In July 2021, a federal judge ruled that the Deferred Action for Childhood Arrivals was not entirely legal, forcing the Biden administration to find a work-around solution. The result is the administration’s new plan to regulate the DACA process for Dreamers and others seeking citizenship in the United States.
50,000 Dreamers in limbo
Biden’s proposed changes will allow Dreamers an opportunity to get processed through the program initially started by President Obama in 2012. The program was briefly suspended when a judge ruled that the Obama administration overstepped its legal authority to provide a pathway to citizenship for Dreamers.
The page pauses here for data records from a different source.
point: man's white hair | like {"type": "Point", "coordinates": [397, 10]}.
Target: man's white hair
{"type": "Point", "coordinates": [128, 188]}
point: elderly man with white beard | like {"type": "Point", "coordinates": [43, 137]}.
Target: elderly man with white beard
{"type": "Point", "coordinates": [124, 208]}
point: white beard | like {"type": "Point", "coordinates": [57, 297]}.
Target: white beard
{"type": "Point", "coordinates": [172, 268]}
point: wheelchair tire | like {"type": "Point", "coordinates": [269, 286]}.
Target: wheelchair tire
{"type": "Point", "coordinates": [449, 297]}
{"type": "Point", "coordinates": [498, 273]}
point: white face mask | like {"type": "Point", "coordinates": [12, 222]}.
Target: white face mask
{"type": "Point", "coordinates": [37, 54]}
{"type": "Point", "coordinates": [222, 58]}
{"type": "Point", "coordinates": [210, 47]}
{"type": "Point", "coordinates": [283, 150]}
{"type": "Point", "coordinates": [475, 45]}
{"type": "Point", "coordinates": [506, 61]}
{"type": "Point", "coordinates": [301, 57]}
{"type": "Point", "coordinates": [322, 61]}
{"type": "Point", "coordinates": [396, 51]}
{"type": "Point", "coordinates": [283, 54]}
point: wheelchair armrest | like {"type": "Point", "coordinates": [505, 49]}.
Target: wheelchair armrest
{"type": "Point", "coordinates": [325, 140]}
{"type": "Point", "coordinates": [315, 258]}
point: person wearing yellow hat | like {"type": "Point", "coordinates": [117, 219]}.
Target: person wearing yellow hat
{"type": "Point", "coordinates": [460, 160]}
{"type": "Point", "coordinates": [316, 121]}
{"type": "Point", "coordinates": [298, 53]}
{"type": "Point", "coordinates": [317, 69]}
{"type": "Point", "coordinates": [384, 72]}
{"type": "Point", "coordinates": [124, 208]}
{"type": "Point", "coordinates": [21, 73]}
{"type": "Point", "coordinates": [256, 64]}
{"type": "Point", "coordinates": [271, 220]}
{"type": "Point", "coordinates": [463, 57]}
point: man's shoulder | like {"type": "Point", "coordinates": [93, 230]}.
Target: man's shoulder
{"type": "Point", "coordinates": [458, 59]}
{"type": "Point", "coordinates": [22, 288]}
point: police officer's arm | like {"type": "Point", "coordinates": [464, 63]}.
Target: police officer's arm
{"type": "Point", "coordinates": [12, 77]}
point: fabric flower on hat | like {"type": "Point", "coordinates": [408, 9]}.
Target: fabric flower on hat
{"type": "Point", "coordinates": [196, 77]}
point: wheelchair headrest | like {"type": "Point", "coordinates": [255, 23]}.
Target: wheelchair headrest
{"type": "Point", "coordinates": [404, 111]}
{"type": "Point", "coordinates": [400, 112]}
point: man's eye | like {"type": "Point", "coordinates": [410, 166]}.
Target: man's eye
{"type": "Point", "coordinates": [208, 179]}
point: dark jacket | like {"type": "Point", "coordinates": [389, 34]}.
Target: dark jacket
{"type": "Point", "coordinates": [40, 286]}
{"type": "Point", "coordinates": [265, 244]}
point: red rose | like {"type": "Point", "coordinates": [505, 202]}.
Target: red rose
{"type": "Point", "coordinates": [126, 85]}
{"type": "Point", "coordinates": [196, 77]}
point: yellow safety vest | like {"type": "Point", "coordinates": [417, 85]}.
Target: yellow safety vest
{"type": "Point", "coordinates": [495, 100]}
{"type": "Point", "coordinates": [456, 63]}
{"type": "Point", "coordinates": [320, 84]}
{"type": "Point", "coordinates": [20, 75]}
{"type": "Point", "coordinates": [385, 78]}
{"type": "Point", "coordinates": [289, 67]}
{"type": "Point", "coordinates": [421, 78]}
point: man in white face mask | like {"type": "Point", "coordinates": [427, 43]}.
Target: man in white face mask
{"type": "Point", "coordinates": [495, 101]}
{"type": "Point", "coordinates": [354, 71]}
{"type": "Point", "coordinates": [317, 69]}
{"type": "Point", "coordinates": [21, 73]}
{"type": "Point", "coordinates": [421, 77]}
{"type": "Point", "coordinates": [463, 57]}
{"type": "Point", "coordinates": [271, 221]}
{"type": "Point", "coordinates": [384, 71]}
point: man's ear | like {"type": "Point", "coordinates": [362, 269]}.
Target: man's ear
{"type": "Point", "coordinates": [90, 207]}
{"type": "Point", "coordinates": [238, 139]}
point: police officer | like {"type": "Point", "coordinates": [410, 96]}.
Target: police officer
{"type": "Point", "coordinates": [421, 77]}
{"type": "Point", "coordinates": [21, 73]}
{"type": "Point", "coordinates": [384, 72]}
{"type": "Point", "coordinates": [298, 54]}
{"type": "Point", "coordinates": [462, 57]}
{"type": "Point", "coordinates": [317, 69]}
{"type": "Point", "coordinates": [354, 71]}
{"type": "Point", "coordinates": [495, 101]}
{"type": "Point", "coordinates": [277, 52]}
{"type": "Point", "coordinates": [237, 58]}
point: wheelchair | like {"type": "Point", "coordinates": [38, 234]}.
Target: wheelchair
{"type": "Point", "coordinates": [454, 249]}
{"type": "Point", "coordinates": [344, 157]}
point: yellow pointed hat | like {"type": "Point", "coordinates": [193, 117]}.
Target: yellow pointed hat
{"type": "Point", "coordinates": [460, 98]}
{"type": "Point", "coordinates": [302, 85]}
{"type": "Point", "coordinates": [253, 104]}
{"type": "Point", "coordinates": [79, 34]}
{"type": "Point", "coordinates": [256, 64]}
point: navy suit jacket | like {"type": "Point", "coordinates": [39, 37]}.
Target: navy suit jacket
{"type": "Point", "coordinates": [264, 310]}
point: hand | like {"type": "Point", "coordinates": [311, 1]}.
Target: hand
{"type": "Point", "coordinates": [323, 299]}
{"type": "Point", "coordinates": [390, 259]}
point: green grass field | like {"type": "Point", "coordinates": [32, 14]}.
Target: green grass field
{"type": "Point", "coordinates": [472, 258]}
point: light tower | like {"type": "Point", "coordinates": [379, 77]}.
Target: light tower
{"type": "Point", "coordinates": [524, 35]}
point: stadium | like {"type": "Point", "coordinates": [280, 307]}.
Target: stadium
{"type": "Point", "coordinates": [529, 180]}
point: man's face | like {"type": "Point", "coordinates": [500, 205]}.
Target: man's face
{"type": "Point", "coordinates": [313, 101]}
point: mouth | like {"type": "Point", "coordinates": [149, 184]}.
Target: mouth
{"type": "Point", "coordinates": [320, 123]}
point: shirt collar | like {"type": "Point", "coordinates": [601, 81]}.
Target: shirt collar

Meanwhile, immigration reform advocates are cautiously optimistic that the Biden administration’s response will help the more than 50,000 Dreamers who were in legal limbo during disgraced former President Trump’s tenure in the White House. Currently over 1 million residents would qualify for DACA under Biden’s new proposal.
The Biden administration’s plans include maintaining the rules that DACA recipients must have entered the United States in 2007 or before, to have been in the USA when the DACA program began in 2012, and to have been born on or after June 16, 1981. Potential Dreamers can apply for deferral for $85 or for a work permit at nearly $500.
Proposal must go through Congress
“The proposed rule recognizes that enforcement resources are limited, that sensible priorities must necessarily be set, and that it is not generally the best use of those limited resources to remove productive young people to countries where they may not have lived since early childhood and whose languages they may not even speak,” said the Department of Homeland Security in a statement.
These changes will satisfy the legal requirements laid out by Judge Andrew Hanen of the Southern District of Texas, when he ruled that DACA violated the Administrative Procedure Act. The proposal will first face public scrutiny before going before Congress.